Facebook content moderators break NDAs to reveal shocking working conditions involving gruesome videos and feces smeared on walls

3 former Facebook content moderators agreed to put themselves in legal jeopardy to show the appalling working conditions they experienced whereas employed by a vendor for the tech giant, in step with a new report by The Verge.


Workers reported a dirty workplace environment where they often find hair and bodily waste around their desks. Conditions at the Tampa site are so strenuous that employees regularly put their health at risk, several individuals told The Verge. One employee kept a trash can by her desk to throw up whereas she was sick since she had already used all her allotted bathroom breaks. Cognizant isn’t required to offer sick leave in Florida.
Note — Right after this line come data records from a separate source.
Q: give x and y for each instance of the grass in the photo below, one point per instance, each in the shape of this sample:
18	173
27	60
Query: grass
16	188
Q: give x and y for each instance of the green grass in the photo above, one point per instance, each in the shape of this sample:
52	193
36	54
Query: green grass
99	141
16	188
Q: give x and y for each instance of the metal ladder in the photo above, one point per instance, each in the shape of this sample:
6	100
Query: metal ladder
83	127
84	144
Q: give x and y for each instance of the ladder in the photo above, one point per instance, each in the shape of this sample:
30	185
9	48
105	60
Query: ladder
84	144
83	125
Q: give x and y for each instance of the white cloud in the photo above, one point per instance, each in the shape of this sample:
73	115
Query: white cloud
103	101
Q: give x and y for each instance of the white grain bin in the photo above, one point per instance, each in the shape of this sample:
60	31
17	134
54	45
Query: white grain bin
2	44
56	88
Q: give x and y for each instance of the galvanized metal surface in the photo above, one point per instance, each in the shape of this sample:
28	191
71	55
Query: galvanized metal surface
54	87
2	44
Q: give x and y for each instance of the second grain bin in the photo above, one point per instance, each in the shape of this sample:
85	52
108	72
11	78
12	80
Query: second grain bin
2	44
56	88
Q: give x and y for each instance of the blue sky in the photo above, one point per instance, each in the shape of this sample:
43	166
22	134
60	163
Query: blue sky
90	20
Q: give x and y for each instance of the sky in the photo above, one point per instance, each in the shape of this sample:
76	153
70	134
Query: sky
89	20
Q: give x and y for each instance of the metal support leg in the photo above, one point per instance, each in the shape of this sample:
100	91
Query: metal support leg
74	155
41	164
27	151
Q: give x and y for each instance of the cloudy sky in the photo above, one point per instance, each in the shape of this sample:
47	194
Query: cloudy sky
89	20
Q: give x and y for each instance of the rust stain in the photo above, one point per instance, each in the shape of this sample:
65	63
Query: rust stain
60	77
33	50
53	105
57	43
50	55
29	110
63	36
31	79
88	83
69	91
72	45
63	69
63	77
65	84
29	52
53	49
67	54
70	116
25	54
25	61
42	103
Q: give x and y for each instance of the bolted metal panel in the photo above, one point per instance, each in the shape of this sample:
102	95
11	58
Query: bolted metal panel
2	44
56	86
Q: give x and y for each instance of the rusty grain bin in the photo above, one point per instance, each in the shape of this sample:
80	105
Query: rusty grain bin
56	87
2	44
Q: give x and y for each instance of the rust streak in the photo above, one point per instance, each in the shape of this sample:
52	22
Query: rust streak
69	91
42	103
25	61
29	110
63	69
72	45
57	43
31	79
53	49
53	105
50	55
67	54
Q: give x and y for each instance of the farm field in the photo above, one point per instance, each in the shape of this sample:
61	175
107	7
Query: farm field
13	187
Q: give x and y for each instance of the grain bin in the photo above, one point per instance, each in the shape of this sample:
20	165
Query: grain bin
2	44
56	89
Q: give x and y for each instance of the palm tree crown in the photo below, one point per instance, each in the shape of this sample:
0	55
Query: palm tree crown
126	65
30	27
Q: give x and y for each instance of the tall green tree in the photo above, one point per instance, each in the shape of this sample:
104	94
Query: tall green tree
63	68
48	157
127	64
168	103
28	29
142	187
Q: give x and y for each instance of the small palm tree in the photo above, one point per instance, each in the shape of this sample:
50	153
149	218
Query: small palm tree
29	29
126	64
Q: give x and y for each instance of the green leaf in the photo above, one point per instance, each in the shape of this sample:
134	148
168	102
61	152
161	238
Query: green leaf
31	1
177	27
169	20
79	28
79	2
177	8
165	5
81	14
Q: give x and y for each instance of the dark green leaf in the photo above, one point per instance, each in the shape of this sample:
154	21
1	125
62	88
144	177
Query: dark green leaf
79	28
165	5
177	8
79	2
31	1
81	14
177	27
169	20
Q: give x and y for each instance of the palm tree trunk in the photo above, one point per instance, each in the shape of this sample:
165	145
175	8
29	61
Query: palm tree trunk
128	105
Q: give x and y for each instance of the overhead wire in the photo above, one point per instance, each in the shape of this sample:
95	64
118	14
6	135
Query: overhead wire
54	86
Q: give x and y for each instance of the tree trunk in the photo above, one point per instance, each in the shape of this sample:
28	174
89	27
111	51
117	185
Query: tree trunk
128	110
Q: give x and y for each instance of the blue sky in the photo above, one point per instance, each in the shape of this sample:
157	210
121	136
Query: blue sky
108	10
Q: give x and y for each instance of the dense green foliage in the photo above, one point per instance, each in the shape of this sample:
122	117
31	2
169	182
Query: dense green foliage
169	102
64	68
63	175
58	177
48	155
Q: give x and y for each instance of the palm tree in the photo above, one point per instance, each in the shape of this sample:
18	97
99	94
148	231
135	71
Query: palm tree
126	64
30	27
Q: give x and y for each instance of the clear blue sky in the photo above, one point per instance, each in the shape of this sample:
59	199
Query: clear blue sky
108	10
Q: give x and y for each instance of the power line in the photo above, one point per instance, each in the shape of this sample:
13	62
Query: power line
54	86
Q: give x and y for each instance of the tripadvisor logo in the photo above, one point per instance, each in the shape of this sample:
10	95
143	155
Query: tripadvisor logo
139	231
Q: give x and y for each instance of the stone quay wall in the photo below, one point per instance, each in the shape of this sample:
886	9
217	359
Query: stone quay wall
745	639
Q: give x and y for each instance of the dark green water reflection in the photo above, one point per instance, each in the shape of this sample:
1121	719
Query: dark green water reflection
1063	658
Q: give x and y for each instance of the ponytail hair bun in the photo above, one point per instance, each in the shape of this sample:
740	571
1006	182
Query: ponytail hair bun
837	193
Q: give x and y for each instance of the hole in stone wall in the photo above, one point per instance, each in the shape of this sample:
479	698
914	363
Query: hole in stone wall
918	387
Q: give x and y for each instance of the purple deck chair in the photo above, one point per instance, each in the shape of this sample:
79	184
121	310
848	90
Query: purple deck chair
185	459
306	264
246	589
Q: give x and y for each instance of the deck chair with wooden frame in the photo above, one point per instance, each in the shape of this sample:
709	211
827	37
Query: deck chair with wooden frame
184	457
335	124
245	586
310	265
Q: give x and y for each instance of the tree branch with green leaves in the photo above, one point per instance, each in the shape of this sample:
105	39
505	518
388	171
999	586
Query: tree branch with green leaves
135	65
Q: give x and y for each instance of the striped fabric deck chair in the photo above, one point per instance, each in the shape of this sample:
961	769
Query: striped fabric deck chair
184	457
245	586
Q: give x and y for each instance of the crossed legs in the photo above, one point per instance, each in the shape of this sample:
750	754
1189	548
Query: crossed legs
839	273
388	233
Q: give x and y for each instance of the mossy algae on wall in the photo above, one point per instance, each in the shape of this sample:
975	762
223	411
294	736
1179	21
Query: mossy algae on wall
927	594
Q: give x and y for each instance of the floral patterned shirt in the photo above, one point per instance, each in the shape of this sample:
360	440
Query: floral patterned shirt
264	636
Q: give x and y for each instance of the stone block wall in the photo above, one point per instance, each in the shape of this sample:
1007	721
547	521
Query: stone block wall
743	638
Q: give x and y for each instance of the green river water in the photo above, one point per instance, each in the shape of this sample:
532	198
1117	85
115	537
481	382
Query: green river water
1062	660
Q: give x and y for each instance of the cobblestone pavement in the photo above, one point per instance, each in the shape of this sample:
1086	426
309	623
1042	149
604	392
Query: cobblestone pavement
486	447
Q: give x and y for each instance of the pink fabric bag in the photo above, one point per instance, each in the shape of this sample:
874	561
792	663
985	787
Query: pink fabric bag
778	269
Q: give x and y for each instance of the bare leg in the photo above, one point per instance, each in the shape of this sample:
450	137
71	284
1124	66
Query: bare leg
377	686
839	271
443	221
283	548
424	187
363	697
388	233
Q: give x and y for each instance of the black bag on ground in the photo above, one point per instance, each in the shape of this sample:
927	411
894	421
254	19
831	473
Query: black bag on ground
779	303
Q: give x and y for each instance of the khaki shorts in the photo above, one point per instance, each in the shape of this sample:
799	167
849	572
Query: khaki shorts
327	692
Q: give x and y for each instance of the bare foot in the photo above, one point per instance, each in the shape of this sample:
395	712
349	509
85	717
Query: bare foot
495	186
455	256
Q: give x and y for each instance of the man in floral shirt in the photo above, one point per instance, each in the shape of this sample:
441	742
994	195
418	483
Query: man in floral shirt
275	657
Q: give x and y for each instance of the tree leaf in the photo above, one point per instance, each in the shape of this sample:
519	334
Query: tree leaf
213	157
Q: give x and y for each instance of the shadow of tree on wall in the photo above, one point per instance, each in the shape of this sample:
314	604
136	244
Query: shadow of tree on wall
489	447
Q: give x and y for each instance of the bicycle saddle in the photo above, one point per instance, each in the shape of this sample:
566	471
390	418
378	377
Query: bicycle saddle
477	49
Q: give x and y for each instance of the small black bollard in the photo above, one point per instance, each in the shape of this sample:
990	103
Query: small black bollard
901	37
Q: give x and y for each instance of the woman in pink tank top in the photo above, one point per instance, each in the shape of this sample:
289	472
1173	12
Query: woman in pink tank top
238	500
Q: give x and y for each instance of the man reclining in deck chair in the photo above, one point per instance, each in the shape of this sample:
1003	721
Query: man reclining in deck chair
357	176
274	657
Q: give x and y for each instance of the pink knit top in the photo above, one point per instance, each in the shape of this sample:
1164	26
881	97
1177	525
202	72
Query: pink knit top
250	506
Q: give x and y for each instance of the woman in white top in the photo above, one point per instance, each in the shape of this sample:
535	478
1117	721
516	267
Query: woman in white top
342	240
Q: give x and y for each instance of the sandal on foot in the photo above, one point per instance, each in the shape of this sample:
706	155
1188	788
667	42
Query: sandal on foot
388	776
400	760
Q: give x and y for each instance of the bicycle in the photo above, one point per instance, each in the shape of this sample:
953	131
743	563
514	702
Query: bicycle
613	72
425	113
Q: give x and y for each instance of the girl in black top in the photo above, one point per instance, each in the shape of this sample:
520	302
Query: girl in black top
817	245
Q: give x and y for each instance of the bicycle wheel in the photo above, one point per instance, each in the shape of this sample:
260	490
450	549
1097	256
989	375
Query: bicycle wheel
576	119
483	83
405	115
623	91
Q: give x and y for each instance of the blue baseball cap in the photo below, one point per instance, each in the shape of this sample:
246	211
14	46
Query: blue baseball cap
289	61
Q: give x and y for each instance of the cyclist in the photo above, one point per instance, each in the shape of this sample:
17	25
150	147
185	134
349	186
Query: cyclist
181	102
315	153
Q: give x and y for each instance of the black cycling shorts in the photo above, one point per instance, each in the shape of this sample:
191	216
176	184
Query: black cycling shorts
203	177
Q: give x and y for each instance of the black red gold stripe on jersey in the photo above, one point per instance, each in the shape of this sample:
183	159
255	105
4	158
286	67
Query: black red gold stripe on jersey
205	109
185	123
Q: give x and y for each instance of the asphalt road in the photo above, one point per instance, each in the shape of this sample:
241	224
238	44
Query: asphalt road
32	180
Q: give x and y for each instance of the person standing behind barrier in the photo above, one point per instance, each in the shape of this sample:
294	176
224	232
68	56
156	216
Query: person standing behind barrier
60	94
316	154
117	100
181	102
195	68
One man had a heart attack at his table and died shortly after, The Verge reported, and the site has not yet gotten a defibrillator.


Following an earlier report that uncovered surprising working conditions at the vendor’s Phoenix facility, The Verge spoke with 12 current and former Cognizant content moderators in Tampa, Florida. 3 of those former staff agreed to break their nondisclosure agreements signed as a condition of employment, in step with The Verge. The Tampa site is Cognizant’s lowest-performing site under the Facebook contract in North America, according to the Verge, with an accuracy score of 92 compared with Facebook’s stated target of 98.


Shawn Speagle, one of the previous moderators who went on the record, said he wasn’t made aware of the extent of graphic content he would be exposed to whereas working for Cognizant. Cognizant told The Verge it’s “transparent” about the sort of labor new hires will be expected to complete. Speagle told The Verge he has a history of anxiety and depression and has been diagnosed with posttraumatic stress disorder since leaving the role at Cognizant.


On the job, Speagle recalled his 1st assignment involved observation a video of 2 teenagers smashing an iguana on the ground “until the thing was a bloody pulp.” The video was allowed to remain up under Facebook’s policies, in step with The Verge.


“We work with our content review partners to provide a level of support and compensation that leads the business,” a Facebook spokesperson said in a statement. “There will inevitably be employee challenges or dissatisfaction that call our commitment to this work and our partners’ employees into question. When the circumstances warrant action on the part of management, we make sure it happens.”


In a separate statement, a Facebook representative addressed the death of the moderator who had a heart attack at the Tampa site and later died.
“Our thoughts go out to Keith Utley’s family, friends and everybody who worked with him,” the spokesperson said. “We go to great lengths to support the people that do this necessary work, and take any reports that we might not be doing enough incredibly seriously.”


In a statement, Cognizant said it “strives to make a safe and empowering workplace for its over 40,000 staff in the U.S.A. and their colleagues around the world. Like any giant employer, Cognizant routinely and professionally responds to and addresses general workplace and personnel problems in its facilities. Our Tampa facility is no different. Cognizant works exhausting to make sure a safe, clean, and supportive work atmosphere for all of our associates.”